The number of infringement lawsuits filed by non-practicing entities (NPEs) -- patent owners that don't sell products -- is exploding, and tech entrepreneurs often pay settlements to these companies instead of racking up millions of dollars in legal costs, said Ed Goodmann, policy and research manager at Engine Advocacy, a trade group representing tech startups.
Demand letters threatening legal action from patent trolls -- also called NPEs or patent assertion entities -- distract a tech company from its core business, added Seth Brown, head of litigation at Living Social, a daily-deal website based in Washington.
When facing patent lawsuits, Living Social must pull its most experienced developers from their duties and "force them to sit in a room with a bunch of boring lawyers," Brown said during a Capitol Hill discussion about patent trolls on Thursday.
U.S. product-making companies mounted more than 5,800 defenses against patent troll lawsuits in 2011, four times the number they defended against in 2005, according to the Computer and Communications Industry Association, the tech trade group sponsoring the patent discussion.
An in-court defense against a patent troll lawsuit costs a small or medium-sized business nearly $1.8 million, while an average settlement costs $1.3 million, CCIA said.
While five of the six panelists at the CCIA event represented the tech industry, NPEs are becoming a problem for other businesses as well, said Erik Lieberman, regulatory counsel at the Food Marketing Institute, a trade group representing grocery stores. In recent months, many grocery stores have been receiving licensing demand letters for common technologies they use, including Web search menus and Wi-Fi routers, he said.

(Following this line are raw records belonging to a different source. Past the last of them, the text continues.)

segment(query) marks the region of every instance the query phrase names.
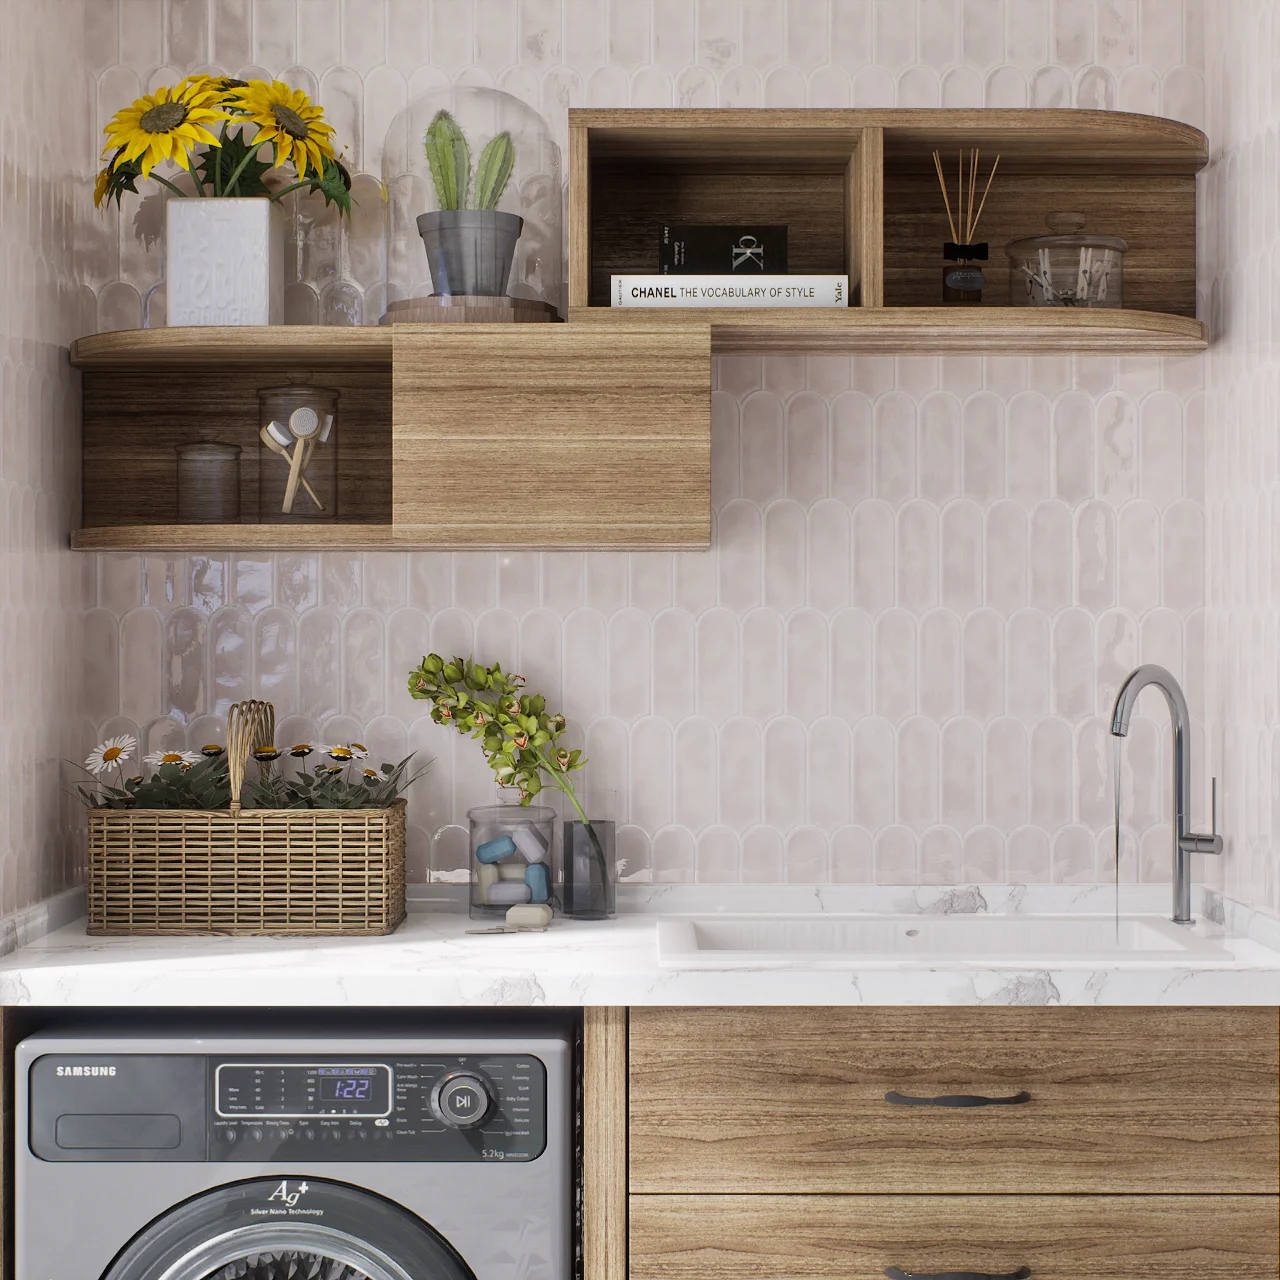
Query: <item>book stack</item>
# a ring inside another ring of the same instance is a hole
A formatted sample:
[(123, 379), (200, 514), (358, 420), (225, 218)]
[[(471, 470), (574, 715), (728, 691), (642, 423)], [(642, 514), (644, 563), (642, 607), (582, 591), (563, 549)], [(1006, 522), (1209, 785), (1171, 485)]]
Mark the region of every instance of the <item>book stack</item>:
[(661, 228), (656, 275), (610, 277), (615, 307), (847, 307), (847, 275), (789, 275), (781, 226)]

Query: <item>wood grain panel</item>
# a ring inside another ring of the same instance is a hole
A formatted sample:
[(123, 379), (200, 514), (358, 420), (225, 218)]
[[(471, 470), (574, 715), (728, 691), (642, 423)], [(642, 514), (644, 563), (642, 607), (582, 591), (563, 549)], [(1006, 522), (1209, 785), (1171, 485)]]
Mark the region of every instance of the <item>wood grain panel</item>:
[(1278, 1039), (1262, 1008), (636, 1009), (631, 1189), (1274, 1194)]
[(631, 1280), (1275, 1280), (1276, 1227), (1273, 1196), (632, 1196)]
[(591, 291), (591, 161), (587, 131), (569, 130), (569, 305), (585, 307)]
[(398, 325), (395, 525), (457, 545), (709, 545), (710, 348), (706, 326)]
[[(886, 163), (891, 159), (887, 156)], [(932, 171), (895, 170), (889, 164), (884, 181), (885, 303), (936, 307), (942, 301), (942, 244), (951, 238), (937, 176)], [(951, 199), (954, 203), (954, 175)], [(1047, 235), (1045, 218), (1063, 209), (1083, 214), (1086, 231), (1122, 236), (1128, 242), (1126, 309), (1195, 315), (1194, 176), (1028, 175), (1006, 164), (1003, 156), (978, 227), (978, 238), (989, 243), (991, 254), (982, 264), (987, 277), (984, 309), (1009, 305), (1005, 245), (1022, 236)]]
[(391, 371), (391, 332), (321, 324), (197, 325), (95, 333), (71, 344), (77, 369), (183, 369), (209, 365), (299, 368), (369, 365)]
[[(1208, 163), (1204, 134), (1191, 125), (1123, 111), (932, 108), (574, 108), (569, 127), (590, 131), (599, 159), (661, 156), (700, 164), (722, 156), (725, 138), (750, 146), (760, 164), (830, 162), (842, 130), (881, 128), (897, 149), (931, 164), (934, 147), (999, 148), (1009, 160), (1047, 172), (1195, 173)], [(843, 168), (843, 164), (839, 165)]]
[(627, 1280), (627, 1011), (582, 1018), (583, 1280)]
[[(939, 275), (941, 280), (941, 275)], [(578, 307), (575, 326), (668, 330), (711, 326), (713, 355), (852, 355), (893, 352), (1062, 355), (1191, 355), (1208, 345), (1200, 320), (1154, 311), (1066, 307), (824, 307), (812, 311), (630, 311)]]
[[(849, 270), (858, 304), (884, 306), (884, 130), (864, 129), (849, 162)], [(850, 287), (852, 296), (852, 286)]]
[[(258, 518), (258, 389), (287, 385), (293, 368), (87, 369), (84, 377), (83, 523), (172, 526), (178, 518), (179, 444), (211, 427), (240, 454), (240, 515)], [(338, 400), (338, 518), (391, 520), (391, 385), (371, 366), (331, 365), (312, 385)], [(193, 526), (197, 527), (198, 526)], [(268, 526), (286, 528), (287, 526)]]

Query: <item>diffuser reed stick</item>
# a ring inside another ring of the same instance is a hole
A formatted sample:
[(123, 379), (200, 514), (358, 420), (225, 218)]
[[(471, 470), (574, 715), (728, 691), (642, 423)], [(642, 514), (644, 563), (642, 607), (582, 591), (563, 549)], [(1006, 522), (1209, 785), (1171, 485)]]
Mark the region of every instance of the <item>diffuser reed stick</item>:
[[(956, 226), (955, 215), (951, 210), (951, 196), (947, 192), (947, 180), (942, 172), (942, 156), (939, 152), (933, 153), (933, 167), (938, 174), (938, 186), (942, 191), (942, 203), (947, 210), (947, 226), (951, 230), (951, 239), (953, 243), (972, 244), (973, 238), (978, 234), (978, 223), (982, 219), (982, 211), (987, 205), (987, 196), (991, 194), (991, 183), (996, 176), (996, 169), (999, 167), (1000, 157), (997, 155), (991, 166), (991, 172), (987, 174), (986, 186), (982, 189), (982, 198), (977, 201), (978, 208), (974, 211), (974, 201), (977, 199), (978, 181), (981, 173), (981, 152), (980, 149), (974, 147), (969, 152), (969, 158), (965, 160), (965, 149), (960, 148), (960, 155), (956, 164), (956, 213), (964, 219), (964, 239), (961, 241), (957, 234), (959, 228)], [(965, 191), (965, 170), (968, 169), (968, 191)]]

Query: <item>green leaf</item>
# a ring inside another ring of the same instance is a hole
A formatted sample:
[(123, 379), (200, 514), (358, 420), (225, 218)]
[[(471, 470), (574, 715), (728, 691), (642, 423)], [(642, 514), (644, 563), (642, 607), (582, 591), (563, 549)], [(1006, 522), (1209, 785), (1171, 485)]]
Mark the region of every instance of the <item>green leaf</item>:
[[(244, 131), (227, 134), (227, 140), (220, 147), (207, 147), (196, 161), (196, 169), (200, 180), (210, 191), (221, 191), (224, 196), (269, 196), (271, 188), (262, 180), (262, 175), (271, 168), (271, 161), (246, 157), (256, 153), (257, 147), (245, 142)], [(229, 188), (231, 175), (244, 163), (244, 172), (236, 179), (234, 188)]]
[(341, 160), (332, 160), (328, 156), (322, 158), (320, 176), (312, 175), (308, 188), (312, 195), (324, 196), (326, 208), (335, 204), (338, 212), (351, 216), (351, 174)]

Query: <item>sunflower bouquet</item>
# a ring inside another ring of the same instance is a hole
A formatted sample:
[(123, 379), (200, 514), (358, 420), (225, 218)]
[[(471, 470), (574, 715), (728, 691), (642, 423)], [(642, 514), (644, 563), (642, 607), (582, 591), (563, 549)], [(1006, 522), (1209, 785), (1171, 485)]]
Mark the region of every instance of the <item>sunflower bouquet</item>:
[[(139, 178), (189, 194), (156, 171), (168, 161), (190, 175), (197, 196), (275, 201), (305, 187), (351, 212), (351, 175), (334, 153), (333, 126), (323, 108), (280, 80), (187, 76), (117, 111), (103, 132), (93, 192), (99, 208), (112, 200), (119, 208), (126, 191), (137, 193)], [(269, 158), (261, 158), (268, 147)], [(269, 171), (286, 165), (294, 181), (268, 186)]]
[[(199, 751), (153, 751), (143, 757), (144, 772), (127, 773), (137, 747), (138, 740), (125, 734), (89, 753), (84, 767), (93, 782), (76, 788), (89, 808), (226, 809), (231, 803), (231, 771), (220, 744)], [(298, 761), (297, 774), (279, 769), (285, 756)], [(241, 800), (246, 809), (387, 809), (426, 772), (409, 773), (412, 755), (380, 769), (371, 768), (368, 757), (360, 742), (258, 747), (251, 757), (257, 778), (245, 780)]]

Lawsuits by NPEs are "legal extortion," Lieberman said.
The CCIA panel didn't include any representatives of NPEs.
Even though Congress passed the America Invents Act, a patent reform law that makes it easier to challenge issued patents, more action is needed because of the growing problem of lawsuits by NPEs, the panelists said.
Brown and Julie Samuels, a patent attorney with the Electronic Frontier Foundation, both praised the Saving High-Tech Innovators from Egregious Legal Disputes (SHIELD) Act, introduced by two lawmakers on Wednesday. The bill would allow judges to force NPE plaintiffs in patent infringement lawsuits to pay the court costs of the defendant, if the plaintiff loses the case.
The SHIELD Act would make the "troll business model a lot less attractive," Samuels said.
While the SHIELD Act could help with lawsuits, it wouldn't protect many small businesses and startups, said Alan Schoenbaum, senior vice president and general counsel at Web hosting company Rackspace. Many small businesses "can't even afford to go to court," he said.
Schoenbaum called on Congress to find other ways to protect small businesses from NPE lawsuits.